Rice Farming Legacy Spurs On

Picture : Mr  Vicky Vikash of Navua receives his Rice Farmer of the Year Award from Assistant Minister for Disaster Management Rural and Maritime Development Hon  Viam Pillay

The only legacy that Vicky Vikash has ever known was one that has been passed down through his family’s generation and is rooted in rice. 

His grandfather, Ram Pyare was a rice farmer in Nakaulevu, Navua. Bijen Prasad, Vicky’s father was a rice farmer too and now the honour of continuing the family’s proud farming history rests with Vicky Vikash. 

If you should stumble upon their settlement in Navua and ask about their family, the family name is synonymous with rice. On the piece of land allocated to them in Nakaulevu in Navua, the family put down roots and laid the foundation for their farming venture which has persevered through three generations.

“My grandfather planted rice on the piece of land as a commercial farmer and my father took over after him but his interest was divided when he found work with the then Public Works Department,” said Vikash.

“So the rice that was planted by my father was used for home consumption and we, never once, ran out of this staple food,” he said.

“We grew up amidst the rice plants. We gained the experience and knowledge of planting rice from our upbringing then, we would all be out on the farm when it came harvesting time,” he fondly reminisced.

Mr. Vikash is currently employed with HG Leach Fiji Limited, and he has managed to find his niche in rice farming, juggling his work with his 20 acres dry-land rice farm.

“Although I have work, it has never kept me from farming and it would be on day-offs and in the afternoons after work that I tend to my rice farm,” said Vicky.

“My grandfather was a full-time commercial rice farmer, my father did it for subsistence but I decided to combine both their experiences,” he smiled.

“I cultivate rice in such a way that I incorporated the commercial farming idea of born from my grandfather while at the same time picking up the workaholic lifestyle and subsistence farming traits from my father. 

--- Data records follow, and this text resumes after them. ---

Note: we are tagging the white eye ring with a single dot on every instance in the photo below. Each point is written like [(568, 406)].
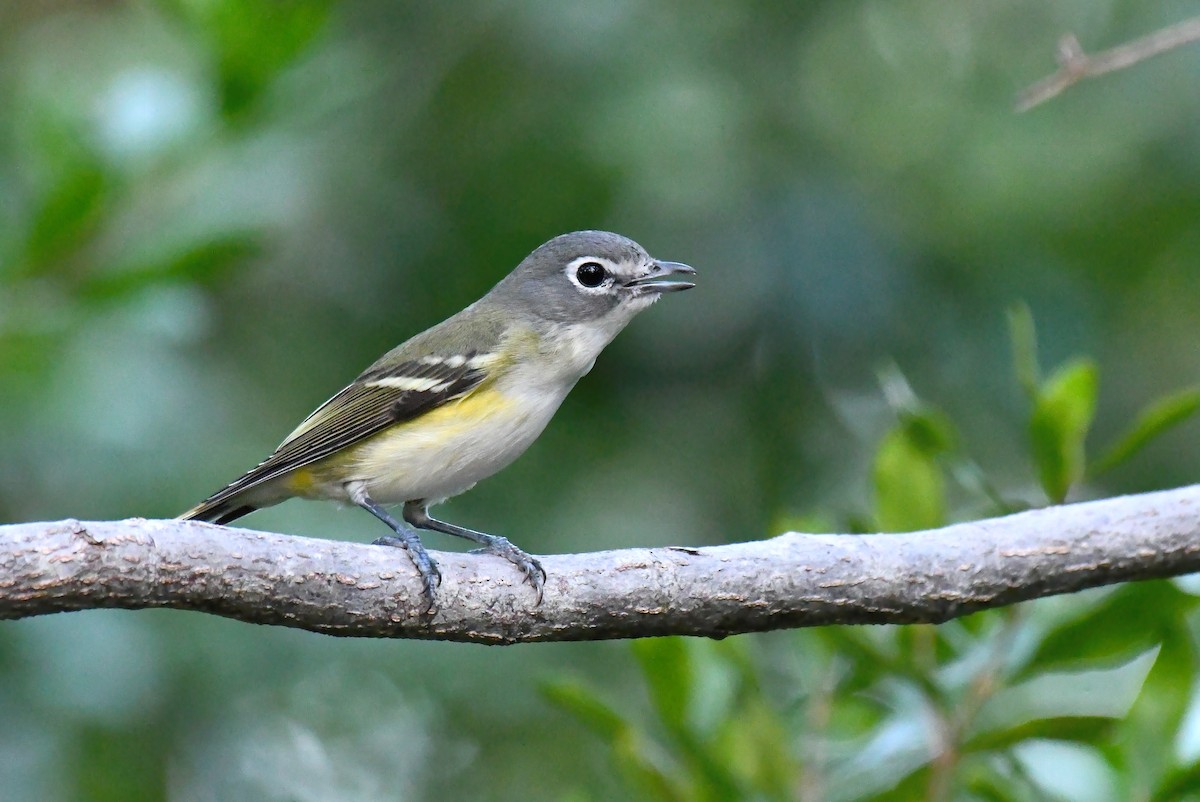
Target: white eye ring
[(591, 274)]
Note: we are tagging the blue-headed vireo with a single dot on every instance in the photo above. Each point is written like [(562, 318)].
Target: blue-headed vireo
[(460, 401)]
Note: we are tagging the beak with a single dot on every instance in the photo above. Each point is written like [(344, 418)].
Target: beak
[(653, 280)]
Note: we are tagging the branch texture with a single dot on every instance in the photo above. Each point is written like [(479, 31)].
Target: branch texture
[(1074, 65), (792, 580)]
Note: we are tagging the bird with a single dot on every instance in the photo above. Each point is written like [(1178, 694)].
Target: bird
[(462, 400)]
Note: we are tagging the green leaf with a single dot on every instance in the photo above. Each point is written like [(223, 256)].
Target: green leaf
[(1152, 420), (1024, 337), (1096, 693), (910, 491), (1062, 414)]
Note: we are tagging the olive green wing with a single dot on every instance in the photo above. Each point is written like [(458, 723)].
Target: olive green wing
[(378, 399)]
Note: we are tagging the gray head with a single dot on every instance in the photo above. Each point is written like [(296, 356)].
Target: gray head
[(589, 276)]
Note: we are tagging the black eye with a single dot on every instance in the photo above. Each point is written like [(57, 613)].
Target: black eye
[(591, 274)]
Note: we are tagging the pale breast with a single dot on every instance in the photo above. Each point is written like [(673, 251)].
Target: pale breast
[(449, 449)]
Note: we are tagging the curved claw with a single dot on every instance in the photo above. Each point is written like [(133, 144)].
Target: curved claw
[(534, 574)]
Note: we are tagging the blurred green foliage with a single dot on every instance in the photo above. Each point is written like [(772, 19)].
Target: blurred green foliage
[(214, 213), (1026, 702)]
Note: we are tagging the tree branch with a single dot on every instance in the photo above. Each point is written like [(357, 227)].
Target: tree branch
[(793, 580), (1074, 65)]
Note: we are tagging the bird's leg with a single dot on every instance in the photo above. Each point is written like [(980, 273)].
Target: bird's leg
[(409, 540), (417, 513)]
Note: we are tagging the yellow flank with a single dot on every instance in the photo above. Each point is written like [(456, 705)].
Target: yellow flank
[(436, 455), (300, 482)]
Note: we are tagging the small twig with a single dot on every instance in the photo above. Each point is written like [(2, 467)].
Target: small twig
[(1074, 65)]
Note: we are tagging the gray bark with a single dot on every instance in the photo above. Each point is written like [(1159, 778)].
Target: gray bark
[(792, 580)]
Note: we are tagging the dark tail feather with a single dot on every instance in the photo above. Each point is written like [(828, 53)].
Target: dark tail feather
[(217, 512)]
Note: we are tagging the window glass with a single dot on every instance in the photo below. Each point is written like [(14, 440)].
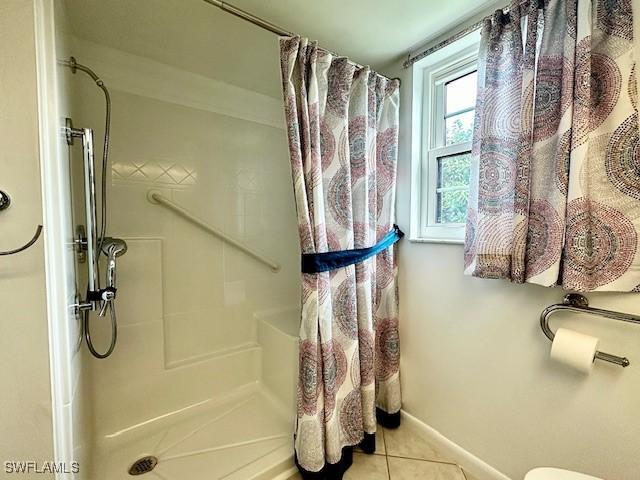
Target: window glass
[(459, 128), (453, 188), (460, 94)]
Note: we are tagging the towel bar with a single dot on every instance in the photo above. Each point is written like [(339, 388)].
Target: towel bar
[(579, 303)]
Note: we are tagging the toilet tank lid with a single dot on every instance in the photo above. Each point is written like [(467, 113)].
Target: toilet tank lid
[(547, 473)]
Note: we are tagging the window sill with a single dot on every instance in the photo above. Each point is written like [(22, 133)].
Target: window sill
[(451, 241)]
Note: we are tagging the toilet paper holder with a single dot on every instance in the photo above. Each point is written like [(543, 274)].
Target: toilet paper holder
[(579, 303)]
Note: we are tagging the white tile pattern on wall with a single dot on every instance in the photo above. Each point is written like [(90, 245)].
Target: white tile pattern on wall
[(153, 172)]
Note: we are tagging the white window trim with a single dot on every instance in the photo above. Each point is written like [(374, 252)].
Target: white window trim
[(428, 137)]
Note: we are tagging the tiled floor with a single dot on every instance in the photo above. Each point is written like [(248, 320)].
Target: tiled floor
[(402, 454)]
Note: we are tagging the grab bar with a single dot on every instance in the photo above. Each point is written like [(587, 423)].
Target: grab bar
[(156, 197), (579, 303)]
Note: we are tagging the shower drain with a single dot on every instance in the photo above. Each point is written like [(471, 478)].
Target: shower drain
[(143, 465)]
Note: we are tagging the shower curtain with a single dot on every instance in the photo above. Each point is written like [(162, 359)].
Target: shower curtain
[(555, 186), (342, 124)]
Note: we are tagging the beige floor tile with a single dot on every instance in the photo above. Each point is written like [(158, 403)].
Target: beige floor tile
[(380, 449), (408, 469), (406, 442), (368, 467)]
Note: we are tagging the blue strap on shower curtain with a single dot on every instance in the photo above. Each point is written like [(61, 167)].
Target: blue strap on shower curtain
[(324, 262)]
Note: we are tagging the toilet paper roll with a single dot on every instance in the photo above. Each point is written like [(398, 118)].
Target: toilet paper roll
[(574, 349)]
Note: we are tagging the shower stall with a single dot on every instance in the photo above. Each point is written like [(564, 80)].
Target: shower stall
[(201, 380)]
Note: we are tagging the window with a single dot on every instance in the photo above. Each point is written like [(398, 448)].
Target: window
[(447, 115)]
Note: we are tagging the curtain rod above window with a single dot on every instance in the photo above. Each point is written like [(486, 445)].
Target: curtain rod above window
[(266, 25), (411, 59)]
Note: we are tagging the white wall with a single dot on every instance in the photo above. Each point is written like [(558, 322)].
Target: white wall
[(476, 367), (25, 400), (69, 362)]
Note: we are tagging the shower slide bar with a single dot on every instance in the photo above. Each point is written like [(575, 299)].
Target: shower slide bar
[(579, 303), (156, 197)]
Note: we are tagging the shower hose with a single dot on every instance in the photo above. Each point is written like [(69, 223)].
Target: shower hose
[(71, 63)]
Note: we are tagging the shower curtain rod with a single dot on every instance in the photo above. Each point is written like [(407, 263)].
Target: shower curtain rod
[(266, 25), (411, 59)]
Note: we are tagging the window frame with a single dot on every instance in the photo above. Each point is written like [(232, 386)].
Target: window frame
[(432, 79)]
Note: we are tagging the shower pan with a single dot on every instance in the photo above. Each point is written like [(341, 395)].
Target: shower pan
[(196, 377)]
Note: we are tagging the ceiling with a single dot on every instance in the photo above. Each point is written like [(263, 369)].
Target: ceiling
[(200, 38)]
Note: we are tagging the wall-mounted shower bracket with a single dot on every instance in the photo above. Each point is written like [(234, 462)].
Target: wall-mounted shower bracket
[(80, 244), (68, 129)]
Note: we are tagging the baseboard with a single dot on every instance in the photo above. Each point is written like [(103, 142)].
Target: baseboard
[(468, 461), (288, 475)]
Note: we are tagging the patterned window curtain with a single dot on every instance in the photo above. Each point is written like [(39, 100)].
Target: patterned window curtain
[(343, 136), (555, 186)]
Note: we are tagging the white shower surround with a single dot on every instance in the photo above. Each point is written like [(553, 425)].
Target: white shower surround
[(189, 342)]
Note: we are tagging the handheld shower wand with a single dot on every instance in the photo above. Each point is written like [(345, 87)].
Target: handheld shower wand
[(97, 243)]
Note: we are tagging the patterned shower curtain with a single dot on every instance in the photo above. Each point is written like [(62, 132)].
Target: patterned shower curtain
[(555, 188), (343, 135)]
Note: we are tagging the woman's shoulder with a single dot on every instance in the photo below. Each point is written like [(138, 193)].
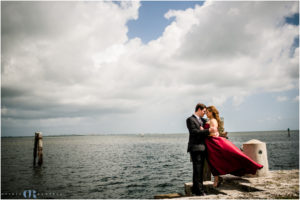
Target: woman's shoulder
[(213, 120)]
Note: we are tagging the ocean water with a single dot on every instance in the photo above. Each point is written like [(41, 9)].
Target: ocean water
[(117, 166)]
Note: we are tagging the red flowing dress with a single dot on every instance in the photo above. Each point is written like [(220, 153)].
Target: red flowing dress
[(225, 158)]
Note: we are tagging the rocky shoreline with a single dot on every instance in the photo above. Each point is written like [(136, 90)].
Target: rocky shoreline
[(279, 184)]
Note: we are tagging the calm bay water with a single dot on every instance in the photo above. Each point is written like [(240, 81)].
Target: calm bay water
[(118, 166)]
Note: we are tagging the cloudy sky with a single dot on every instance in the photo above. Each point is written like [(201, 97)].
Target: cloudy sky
[(141, 67)]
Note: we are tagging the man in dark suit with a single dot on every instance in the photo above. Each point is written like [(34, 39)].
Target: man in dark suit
[(196, 145)]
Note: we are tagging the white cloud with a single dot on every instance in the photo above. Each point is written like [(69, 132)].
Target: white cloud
[(282, 98), (73, 59)]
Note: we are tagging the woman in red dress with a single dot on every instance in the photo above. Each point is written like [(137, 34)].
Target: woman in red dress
[(223, 156)]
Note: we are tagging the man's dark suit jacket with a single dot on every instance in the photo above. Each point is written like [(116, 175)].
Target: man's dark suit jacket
[(197, 136)]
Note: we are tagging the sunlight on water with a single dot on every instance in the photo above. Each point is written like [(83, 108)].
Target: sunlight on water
[(118, 166)]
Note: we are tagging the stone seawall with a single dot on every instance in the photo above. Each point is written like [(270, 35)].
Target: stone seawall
[(279, 184)]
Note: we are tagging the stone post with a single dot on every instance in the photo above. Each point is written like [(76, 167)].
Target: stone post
[(257, 151), (38, 148)]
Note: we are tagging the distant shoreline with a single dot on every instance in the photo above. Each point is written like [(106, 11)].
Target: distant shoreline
[(137, 134)]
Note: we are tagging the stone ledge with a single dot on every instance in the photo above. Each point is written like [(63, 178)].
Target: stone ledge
[(280, 184)]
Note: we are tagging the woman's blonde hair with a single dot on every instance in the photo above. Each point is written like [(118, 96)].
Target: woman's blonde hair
[(215, 114)]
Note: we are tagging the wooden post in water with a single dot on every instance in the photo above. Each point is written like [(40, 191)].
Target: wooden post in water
[(38, 148)]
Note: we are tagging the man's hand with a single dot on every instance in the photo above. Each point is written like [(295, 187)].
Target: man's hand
[(214, 134), (213, 131)]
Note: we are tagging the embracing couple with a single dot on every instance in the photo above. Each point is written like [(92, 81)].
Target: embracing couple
[(205, 143)]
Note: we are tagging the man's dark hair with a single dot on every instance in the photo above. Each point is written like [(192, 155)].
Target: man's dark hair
[(201, 106)]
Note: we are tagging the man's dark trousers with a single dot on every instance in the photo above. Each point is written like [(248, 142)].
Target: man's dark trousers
[(198, 158)]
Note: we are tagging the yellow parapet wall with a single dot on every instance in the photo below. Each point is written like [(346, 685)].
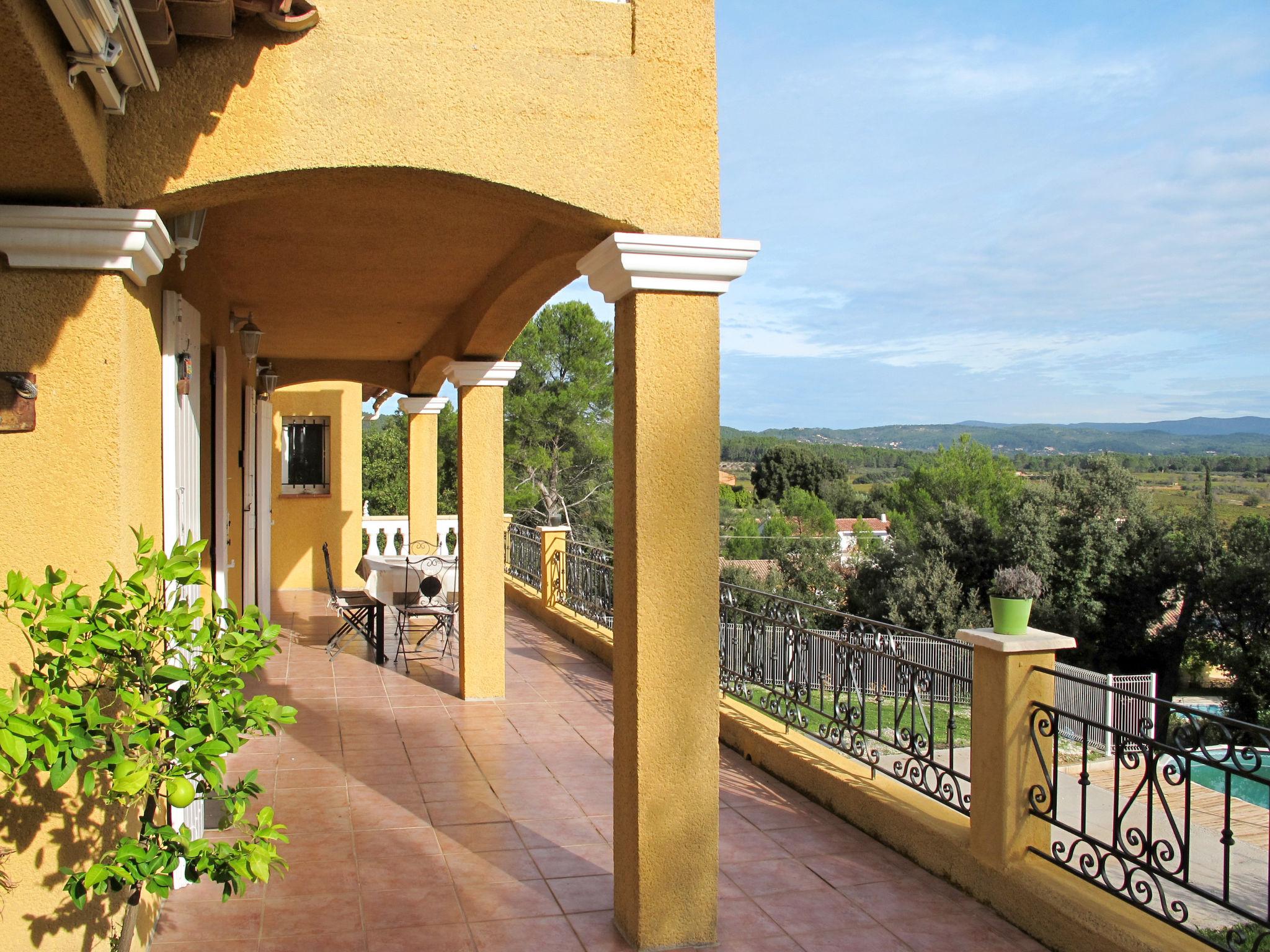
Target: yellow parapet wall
[(1050, 904)]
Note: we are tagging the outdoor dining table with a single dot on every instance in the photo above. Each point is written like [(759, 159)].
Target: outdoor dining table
[(385, 580)]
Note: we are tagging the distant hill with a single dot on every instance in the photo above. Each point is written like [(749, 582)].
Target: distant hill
[(1242, 436)]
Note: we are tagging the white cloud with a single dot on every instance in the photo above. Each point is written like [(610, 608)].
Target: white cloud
[(1002, 351), (986, 68), (761, 319)]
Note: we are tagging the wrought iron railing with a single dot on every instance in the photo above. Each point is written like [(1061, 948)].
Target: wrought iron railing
[(850, 683), (1174, 822), (522, 553), (588, 582)]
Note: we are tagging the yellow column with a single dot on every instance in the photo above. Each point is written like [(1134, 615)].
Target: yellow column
[(1003, 764), (553, 564), (666, 620), (424, 471), (481, 524), (666, 578)]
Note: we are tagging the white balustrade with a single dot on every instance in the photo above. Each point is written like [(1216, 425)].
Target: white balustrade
[(391, 524)]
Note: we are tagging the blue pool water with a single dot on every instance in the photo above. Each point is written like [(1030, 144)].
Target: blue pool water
[(1254, 790)]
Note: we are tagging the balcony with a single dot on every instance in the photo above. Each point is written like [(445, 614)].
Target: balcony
[(424, 822)]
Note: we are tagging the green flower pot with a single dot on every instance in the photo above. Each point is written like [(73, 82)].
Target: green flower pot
[(1010, 615)]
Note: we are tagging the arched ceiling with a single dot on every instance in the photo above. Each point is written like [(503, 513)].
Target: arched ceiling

He was working until a contract with Grace Road in 2015 fully diverted his attention.

“We were to plant and supply rice to the Grace Road Company and in return, they would provide us with machines and planting materials,” he said.

“Things didn’t turn out the way I had hoped it would so I decided to go my own way and to do my rice farming and to see that I look for my market,” he said.

A year after, in 2016 the 40-year-old’s vision unfolded as he planted his 20-acres land with dry-land rice; “This has also taught me that you can develop and grow on your own when one door closes, another one will open up,” he said.

“After Grace Road, Fiji Rice Limited came into the picture and we began supplying rice to them.

Vicky harvests twice a year and in each harvest, he produces approximately 8-10 tonnes of rice with a yearly harvest of 16 tonnes.

“From this harvest, Fiji Rice buys our product at $800 per tonne, and the more tonnage you produce the more money you will get,” he said.

“It is not always sunny in the rice fields during harvest, so we will likely face a decline in the yield due to the adverse weather condition or machines are not ready during harvesting season,” he said.

Added to this he said is the uncertainty of rice not growing during the planting season, inhibiting his enthusiasm to grow and to replant again.

“Dry-land rice farming is a challenging job because there is always the uncertainty of excessive rain and Navua is a rainy region and flooding often destroys my crop,” he said.

“These are some disappointments we face in rice but again not all commodities run smoothly, there are circumstances that we often go through, it is important to notice how you work your way around the problem to sustain your production.”  

According to Vicky, rice has not only taught him a great lesson of faith but has also allowed him to purchase assets for his farm.

“The revenue collected was directed to the payment of a $38,000 farm tractor, I managed to purchase three portable rice mills valued at $1,200.00 each, a generator, water pumps along with a garage shed for the machines,” he said.

“We all have talents to develop what we know, it takes perseverance and patience to endure those farming hardships because through those circumstances we will continuously learn as they offer an opportunity for us to take away valuable lessons from it,” said Vikash.

Vicky Vikash was awarded the Rice Farmer of the Year award during the 2020 Central Agriculture Show held at Syria Park in Nausori from 15-16 October 2020, a testament to his determination and grit for continuing the family’s rice farming legacy.